A leading climate change lawyer says clients are still unclear on the full details of the Coalition’s direct action climate policy, though it has given some new hope
A leading climate change lawyer says clients are still unclear on the full details of the Coalition’s direct action climate policy, though it has given some new hope.
Following a G20 Summit that put Australia’s stance on climate change in the spotlight, Baker & McKenzie partner Martijn Wilder, head of the firm’s global environmental markets practice, says in some cases details had yet to emerge.
Wilder says offset developers, as well as emitters who have the opportunity to reduce emissions thanks to the Emissions Reduction Fund (ERF), were both interested in the new regime, but often lacked clarity beyond broad details.
He singles out the proposed emission ‘safeguard mechanism’, which would fine emitters based on whether they exceeded their historical emission levels. Wilder says at present clients had no confirmation on how the government would set baselines, and determine their performance against historical emissions.
However, direct action has had some positive effects on environmental markets in Australia, according to Wilder, following an uncertain period.
“For the time being it has saved the offset market, in the sense where we were in a position where we had nothing, so it has saved the offset market,” he says.

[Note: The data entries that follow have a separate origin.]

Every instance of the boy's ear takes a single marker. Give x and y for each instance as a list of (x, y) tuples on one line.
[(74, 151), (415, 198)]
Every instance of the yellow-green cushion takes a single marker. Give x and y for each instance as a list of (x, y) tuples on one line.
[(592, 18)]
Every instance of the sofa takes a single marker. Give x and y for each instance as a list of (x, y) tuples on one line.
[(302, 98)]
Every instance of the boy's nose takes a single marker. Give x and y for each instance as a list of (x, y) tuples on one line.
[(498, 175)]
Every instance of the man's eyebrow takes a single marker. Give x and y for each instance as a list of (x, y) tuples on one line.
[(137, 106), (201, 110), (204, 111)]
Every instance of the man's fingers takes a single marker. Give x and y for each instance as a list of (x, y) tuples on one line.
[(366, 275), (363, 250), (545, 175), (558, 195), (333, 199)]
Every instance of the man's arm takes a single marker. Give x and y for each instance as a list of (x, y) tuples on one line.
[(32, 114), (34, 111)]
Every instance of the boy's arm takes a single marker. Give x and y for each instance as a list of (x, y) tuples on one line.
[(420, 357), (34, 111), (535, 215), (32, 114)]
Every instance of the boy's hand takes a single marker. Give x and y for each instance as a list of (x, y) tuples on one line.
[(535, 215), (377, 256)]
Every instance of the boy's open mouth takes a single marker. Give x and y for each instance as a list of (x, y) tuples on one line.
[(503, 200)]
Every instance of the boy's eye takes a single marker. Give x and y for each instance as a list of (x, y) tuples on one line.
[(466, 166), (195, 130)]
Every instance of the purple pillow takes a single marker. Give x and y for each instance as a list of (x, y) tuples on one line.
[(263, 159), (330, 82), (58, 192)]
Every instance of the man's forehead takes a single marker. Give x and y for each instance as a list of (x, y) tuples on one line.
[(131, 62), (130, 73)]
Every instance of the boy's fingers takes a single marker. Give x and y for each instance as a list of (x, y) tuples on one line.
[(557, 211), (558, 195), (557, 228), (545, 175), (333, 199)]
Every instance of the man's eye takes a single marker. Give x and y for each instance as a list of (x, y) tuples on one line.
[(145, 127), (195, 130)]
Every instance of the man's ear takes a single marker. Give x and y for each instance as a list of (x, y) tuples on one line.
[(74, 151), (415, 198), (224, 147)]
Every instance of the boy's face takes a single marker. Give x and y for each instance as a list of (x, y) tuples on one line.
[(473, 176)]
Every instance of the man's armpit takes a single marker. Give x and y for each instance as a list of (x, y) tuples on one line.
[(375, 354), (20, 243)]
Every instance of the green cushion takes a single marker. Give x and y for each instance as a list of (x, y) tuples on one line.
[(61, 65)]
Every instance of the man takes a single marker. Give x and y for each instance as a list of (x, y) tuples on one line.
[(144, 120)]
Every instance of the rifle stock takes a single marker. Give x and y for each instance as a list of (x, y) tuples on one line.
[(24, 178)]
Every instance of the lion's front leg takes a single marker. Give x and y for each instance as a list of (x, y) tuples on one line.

Wilder says that those clients who had liability for carbon emissions generally believed on the whole that there would be some form of carbon price in the future, and that there will be a cost involved in dealing with that.
For those clients producing carbon offsets under the Carbon Farming Initiative (CFI), Wilder says the ERF had actually served to ‘resurrect a buyer’.
And then there was a third party affected – the environment.
“The central issue in all of this right now is to what extent the ERF successfully achieves emissions reductions to meet the target we have, and to what extent will companies have their emissions restricted,” Wilder says.
Law firm environment and climate change practices are not expected to be impacted greatly by the transition to a Direct Action framework.
“The reality is that firms advising on a legal framework that disappears end up advising on the transition to a new legal framework,” he says.
Wilder says that the recent G20 had crucially highlighted that there was “so much going on” around the world in the environmental markets arena.